И я вообразил себя одиноким, гонимым, преследуемым по пятам.
Я ночевал на конспиративных квартирах, бродил по болотам, забрызганный грязью и тиной, меня преследовал собачий лай, я грудью падал на колючую проволоку, мне выворачивали руки, разбивали лицо, и я, шатаясь, шел в тесную камеру, прижимая к изуродованным губам носовой платок. Как я смертельно продрог и устал от погони, зимней вьюги, осенних дождей и бурного моря, холодно и глубинно светящегося за бортом моторки! Пахнет рыбой и бензином. А впереди туман, туман... Там прячутся мокрые черные скалы. И мокрой стала свалявшаяся собачья шерсть, к которой прилипли прелые листья. Пена ожидания срывается с оскаленных нетерпеливых клыков. Меня поймают и будут долго бить. Может быть, забьют насмерть пьяные кулацкие сынки и зароют в песчаных дюнах, поросших жесткой, измученной ветром осокой.
Но я все равно подымусь из песчаной могилы, выйду из ржавого болота, вылезу из душистого стога сена. Мне же нужно сегодня пройти сквозь крохотную калитку огромных стальных ворот.
Площадь запружена народом. В синем небе летают голуби и кумачовые флажки. Это меня ждут на площади. Я должен быть сегодня там. Я тихо миную расступающуюся толпу и подойду к девушке в белом-белом платье с уложенными вокруг высокого чистого лба косами, тугими, как снопы.
Я больше не чувствовал усталости. Она понимала меня. Она никогда не станет преследовать гонимого собаками и людьми в тяжелых сапогах. И ровно гудело ее электрическое сердце.
Потом мы танцевали с Линдой бостон. Это было однажды в маленьком клубе рыбаков в Саулкрасти. Криш остался на яхте, а мы пошли потанцевать под патефон. Она вела меня, а я неуклюже передвигал ногами, расплавляясь от смущения и неловкости. Мы выпили по бокалу ромового коктейля и решили немного побродить по лесу, лежащему по обе стороны шоссе. Уже поспела черника, и брусника наливалась гранатовым огнем среди жестких лакированных листочков. На сосновых стволах рос голубоватый сухой лишайник. Мшистые кочки упруго переливались под ногами, как резиновые подушки. Скоро лес надоел нам, и мы побежали к морю. Желтые волны гремели шлифованной галькой. На берегу в куче обточенного гнилого дерева валялся зеленый стеклянный шар, сорванный с сетей, выброшенный прибоем поплавок. Мы стали играть им в волейбол. Но быстро упустили. Он упал на гальку и оглушительно лопнул, разлетевшись на сотни осколков.

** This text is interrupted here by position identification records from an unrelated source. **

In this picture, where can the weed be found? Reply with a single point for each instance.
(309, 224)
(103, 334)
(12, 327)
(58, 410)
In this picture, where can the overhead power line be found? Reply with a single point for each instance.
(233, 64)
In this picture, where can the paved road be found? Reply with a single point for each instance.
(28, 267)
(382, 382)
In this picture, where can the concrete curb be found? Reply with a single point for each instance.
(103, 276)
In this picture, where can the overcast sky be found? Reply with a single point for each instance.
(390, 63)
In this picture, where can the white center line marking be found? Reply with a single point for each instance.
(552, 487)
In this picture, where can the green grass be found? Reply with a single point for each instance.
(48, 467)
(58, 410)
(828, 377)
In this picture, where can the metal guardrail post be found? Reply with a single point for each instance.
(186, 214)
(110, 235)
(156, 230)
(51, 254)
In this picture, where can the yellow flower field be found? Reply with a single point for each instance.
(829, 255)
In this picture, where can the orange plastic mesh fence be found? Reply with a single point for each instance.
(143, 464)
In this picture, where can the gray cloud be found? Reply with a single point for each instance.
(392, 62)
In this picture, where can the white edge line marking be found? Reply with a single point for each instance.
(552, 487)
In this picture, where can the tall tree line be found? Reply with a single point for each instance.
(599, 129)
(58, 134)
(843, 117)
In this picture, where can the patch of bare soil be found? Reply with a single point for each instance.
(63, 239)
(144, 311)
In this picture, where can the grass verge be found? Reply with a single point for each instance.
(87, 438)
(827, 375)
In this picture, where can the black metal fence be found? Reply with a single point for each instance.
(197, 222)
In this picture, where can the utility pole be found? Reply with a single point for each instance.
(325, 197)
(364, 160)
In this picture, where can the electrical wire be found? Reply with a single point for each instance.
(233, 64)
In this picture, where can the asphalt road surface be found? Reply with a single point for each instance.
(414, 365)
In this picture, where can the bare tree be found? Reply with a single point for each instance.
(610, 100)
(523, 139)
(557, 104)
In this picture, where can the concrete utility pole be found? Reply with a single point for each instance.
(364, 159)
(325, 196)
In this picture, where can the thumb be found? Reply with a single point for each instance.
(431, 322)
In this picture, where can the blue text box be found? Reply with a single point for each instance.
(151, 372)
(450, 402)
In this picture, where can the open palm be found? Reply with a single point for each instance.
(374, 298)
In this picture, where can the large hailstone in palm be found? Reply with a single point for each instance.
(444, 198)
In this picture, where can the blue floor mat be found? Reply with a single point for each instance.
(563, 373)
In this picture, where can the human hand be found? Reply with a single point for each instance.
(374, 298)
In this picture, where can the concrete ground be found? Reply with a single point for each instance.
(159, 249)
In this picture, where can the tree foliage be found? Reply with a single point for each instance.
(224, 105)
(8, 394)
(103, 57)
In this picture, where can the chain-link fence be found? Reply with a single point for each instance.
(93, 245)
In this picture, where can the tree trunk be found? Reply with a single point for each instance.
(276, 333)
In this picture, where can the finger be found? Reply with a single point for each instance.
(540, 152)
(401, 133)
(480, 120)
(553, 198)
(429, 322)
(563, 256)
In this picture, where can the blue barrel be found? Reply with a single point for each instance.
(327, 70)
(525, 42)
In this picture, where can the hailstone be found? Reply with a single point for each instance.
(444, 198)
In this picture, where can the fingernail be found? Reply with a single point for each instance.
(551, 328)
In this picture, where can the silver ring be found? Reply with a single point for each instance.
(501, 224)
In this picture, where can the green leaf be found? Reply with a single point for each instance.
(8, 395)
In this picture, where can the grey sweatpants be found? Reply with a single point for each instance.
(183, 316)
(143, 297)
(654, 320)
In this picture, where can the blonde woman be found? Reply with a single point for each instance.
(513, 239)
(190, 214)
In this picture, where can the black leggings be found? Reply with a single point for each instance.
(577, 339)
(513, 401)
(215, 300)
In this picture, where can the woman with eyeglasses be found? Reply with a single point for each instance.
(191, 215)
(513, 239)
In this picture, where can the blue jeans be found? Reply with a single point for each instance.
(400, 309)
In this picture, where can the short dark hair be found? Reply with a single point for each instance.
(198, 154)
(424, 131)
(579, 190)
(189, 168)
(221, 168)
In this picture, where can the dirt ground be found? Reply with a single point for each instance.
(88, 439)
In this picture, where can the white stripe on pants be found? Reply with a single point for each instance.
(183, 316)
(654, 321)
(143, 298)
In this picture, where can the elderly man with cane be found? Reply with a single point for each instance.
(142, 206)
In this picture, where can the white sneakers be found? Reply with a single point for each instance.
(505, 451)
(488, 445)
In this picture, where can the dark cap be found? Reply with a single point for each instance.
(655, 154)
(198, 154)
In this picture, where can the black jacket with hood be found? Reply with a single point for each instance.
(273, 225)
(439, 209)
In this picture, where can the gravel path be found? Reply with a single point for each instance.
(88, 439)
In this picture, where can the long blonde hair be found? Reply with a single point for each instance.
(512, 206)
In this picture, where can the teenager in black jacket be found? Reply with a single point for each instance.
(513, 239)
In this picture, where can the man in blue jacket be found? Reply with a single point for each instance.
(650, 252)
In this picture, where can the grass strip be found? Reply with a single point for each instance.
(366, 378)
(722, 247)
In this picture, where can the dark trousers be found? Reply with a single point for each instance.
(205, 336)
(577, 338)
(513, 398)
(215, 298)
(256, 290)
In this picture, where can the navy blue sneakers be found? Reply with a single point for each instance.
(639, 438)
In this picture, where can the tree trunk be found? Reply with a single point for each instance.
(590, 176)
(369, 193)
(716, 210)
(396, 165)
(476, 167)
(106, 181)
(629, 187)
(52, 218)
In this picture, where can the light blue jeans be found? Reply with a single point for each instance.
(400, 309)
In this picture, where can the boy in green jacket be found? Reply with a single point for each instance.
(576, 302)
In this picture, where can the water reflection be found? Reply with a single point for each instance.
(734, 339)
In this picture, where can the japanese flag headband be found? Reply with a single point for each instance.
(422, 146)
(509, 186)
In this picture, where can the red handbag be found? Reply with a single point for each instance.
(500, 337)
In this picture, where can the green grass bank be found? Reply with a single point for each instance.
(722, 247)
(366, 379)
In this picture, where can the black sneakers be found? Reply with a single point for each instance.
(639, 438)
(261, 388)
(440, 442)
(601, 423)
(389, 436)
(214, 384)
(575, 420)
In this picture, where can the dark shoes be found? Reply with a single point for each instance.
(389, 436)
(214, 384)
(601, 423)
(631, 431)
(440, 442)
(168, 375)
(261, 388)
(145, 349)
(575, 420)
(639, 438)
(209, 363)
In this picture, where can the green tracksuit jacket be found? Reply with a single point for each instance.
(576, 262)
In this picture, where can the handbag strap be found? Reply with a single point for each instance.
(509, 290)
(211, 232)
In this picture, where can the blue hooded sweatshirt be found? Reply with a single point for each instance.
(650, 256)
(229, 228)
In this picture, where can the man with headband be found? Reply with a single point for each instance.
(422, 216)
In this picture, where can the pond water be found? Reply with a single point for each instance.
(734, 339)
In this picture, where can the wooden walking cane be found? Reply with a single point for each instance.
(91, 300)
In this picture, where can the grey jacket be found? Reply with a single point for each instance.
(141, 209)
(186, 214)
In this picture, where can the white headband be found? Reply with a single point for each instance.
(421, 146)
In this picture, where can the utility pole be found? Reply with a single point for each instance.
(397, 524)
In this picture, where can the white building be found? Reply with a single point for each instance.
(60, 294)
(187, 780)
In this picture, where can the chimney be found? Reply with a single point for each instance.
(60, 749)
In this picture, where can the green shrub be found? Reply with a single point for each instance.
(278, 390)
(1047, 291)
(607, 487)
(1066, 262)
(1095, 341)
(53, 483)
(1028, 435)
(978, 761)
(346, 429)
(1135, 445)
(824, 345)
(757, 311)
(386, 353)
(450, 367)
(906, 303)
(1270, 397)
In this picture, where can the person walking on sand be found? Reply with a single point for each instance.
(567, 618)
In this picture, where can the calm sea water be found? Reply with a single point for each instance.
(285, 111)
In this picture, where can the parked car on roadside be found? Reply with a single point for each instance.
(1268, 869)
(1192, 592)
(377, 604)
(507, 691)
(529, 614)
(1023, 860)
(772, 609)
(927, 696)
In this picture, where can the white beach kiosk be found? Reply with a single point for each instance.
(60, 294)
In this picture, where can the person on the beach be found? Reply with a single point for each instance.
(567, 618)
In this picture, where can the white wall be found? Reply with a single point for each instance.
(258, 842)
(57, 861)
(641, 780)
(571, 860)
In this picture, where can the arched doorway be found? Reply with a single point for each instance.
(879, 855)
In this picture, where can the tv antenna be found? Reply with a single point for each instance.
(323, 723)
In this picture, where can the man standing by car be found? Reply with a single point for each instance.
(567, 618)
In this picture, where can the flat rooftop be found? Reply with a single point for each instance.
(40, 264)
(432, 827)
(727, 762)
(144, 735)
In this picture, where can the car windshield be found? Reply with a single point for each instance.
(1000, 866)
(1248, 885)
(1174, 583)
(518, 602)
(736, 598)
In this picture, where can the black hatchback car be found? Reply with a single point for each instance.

Старик на несколько дней отлучил меня от машины. Он сказал, что я слишком перенапрягаюсь. Это вредно. Да и машина усваивает весьма односторонний комплекс эмоций.
- Я не хочу сказать, что это дурное воспитание, - проворчал профессор. - Но, говоря языком дуры-мамаши, отчитывающей сентиментальную бонну, ребенок может вырасти слишком впечатлительным. Отдохните недельку. И она пусть отдохнет от вас. С ней займется доктор Силис. Не худо бы познакомить ее и с женщиной. Универсальный мозг не должен быть однобоким. А женщинам, говорят, свойственно нечто недоступное мужчинам. И наоборот, разумеется. Над этим стоит подумать... Ей необходимо осознать и крайности. Не знаю только, кто сможет научить ее им. Как сказал Макиавелли, у людей редко достает мужества быть вполне добрыми или вполне злыми. А она должна понять, что значит это "вполне".
- А вы не боитесь этого, профессор? - спросил Криш, как всегда улыбаясь.
Но я-то видел, что глаза у него были грустные и усталые. Добрые и очень мудрые у него были глаза.
- Vade retro, Satanas! [Отыди, сатана! (лат.)] - Профессор трижды сплюнул и подержался за дерево. Потом улыбнулся хитро-хитро, как старый довольный кот. - Сглазишь еще! Природе несвойственны пороки интеллекта. Какие тут могут быть опасения?.. А насчет женщины подумайте, Силис. Неужели у вас нет ни одной знакомой особы с достаточно развитым воображением? Об остальных качествах я не забочусь. Полагаюсь на ваш изощренный вкус. Я не буду возражать, если эта юная особа окажется столь же чувствительной, как и наш Петер Шлемиль. Зачем мы будем нарушать уже установившиеся эмоциональные связи? В общем вы подумайте, Силис, подумайте!